To do that would cost me a minimum of $900*. And is Windoze only. Brother’s PE Design NEXT (which is the minimal “level” of software I’d need for my simple vector-to-stitches conversion) appears to cost about $1,000. But I’m not sure – Brother’s web site doesn’t say, and they don’t offer it for sale online, only through “dealers.”
I understand it costs money to develop software for your machines. It also costs money to develop the machines. That’s why you sell the machines. Here’s a tip: The more useful your machines are, the more you will sell! Under the current regime of ridiculous embroidery software prices, you are selling fewer machines. I am not buying your potentially amazing machines because of the software issue. And I really really want an embroidery machine and would be happy to pay many thousands of dollars for one. I’m a ready and eager customer! But no sale.
I would buy one if I could design my own stuff for it.
Imagine a sewing machine that shipped with a limited set of licensed Disney® dress patterns, with a few more online you could download for $5 to $20 each. But sewing your own dress pattern would require expensive proprietary software, closed-source of course so it can’t be improved or debugged or customized. Or how about a sewing machine that uses only proprietary fabric? Which the sewing machine company has a monopoly on, so they sell it for $500 a yard? Sewing machines are popular and diverse because fabric is inexpensive, widely available, and can be used in any machine. The cheaper fabric is, the more sewing machines sell. Expensive proprietary fabric would mean fewer machines would sell. But that is exactly the idiotic business model embroidery machine makers have locked themselves into.
The more useful your machines are, the more you will sell!
Sewing machines are great because you can sew anything with them. Computers are great because you can make anything with them. Computers+automated embroidery machines would be great if you could embroider anything with them, but you can’t. Embroidery software for my Mac is $2,299!
Functional, accessible software makes your machines more valuable. Expensive, restricted software makes them useless.

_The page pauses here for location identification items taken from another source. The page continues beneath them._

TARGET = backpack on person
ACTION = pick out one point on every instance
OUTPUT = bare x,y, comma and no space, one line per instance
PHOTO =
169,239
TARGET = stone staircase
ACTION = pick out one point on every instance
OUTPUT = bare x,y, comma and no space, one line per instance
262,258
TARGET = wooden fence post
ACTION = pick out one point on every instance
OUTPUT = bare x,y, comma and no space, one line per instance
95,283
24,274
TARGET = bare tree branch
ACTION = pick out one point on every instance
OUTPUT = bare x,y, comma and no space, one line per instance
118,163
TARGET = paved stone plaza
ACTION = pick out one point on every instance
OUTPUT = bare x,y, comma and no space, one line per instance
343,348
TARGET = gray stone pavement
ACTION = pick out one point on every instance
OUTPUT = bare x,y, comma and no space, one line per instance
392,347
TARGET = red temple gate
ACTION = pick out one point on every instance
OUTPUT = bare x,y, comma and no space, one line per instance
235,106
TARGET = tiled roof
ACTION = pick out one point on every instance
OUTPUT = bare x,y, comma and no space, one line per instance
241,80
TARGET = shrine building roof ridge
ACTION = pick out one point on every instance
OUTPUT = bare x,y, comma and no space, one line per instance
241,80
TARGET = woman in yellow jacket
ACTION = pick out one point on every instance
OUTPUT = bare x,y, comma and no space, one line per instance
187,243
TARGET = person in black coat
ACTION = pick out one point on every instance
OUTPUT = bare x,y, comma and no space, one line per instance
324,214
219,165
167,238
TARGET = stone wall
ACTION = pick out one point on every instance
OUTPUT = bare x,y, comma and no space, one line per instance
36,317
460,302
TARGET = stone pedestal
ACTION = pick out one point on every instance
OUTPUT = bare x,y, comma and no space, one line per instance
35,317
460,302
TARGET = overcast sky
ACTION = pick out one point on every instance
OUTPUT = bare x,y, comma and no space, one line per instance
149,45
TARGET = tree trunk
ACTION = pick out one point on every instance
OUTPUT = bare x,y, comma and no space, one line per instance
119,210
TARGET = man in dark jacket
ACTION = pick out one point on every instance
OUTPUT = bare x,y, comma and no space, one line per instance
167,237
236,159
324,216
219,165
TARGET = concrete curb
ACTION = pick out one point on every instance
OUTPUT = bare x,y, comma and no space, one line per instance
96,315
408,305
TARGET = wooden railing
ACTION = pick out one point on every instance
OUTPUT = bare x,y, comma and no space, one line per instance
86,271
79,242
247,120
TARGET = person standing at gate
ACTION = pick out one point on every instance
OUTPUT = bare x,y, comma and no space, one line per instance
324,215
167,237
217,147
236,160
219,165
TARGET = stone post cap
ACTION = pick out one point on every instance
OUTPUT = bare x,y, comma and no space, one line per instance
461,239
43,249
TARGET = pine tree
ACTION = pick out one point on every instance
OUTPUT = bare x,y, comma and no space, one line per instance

Let me repeat: functional, accessible software makes your machines more valuable. Expensive, restricted software makes them useless. Which is a pity because they have so much potential.
*P.S. Yes I know there is Embird, which would “only” cost me $309 ($164 basic module + $145 font engine, to convert vector files) to be minimally useful for me (maybe – I can’t even be sure of that). Plus the cost of a PC (which isn’t actually that much because PC manufacturers, unlike embroidery machine manufacturers, know the value of their product increases the more useful it is, and so they encourage lots of software and even support Free Software so they sell lots of PCs, thus driving the price down further even while their manufacturers’ profits increase – think about that!) But Embird only converts EMF, WMF and CMX vector formats, so I’d need yet another program to convert a .eps sequence (or .ai or .swf) first.
There is also this Free svg-to-pcs (Pfaff) converter which I tried with this pcs-to-pes converter a few times and it didn’t work. And also doesn’t have stitch editing or further control. But it is promising.
Even the mighty Linus Torvalds knows about the embroidery software problem, but it’s still not fixed.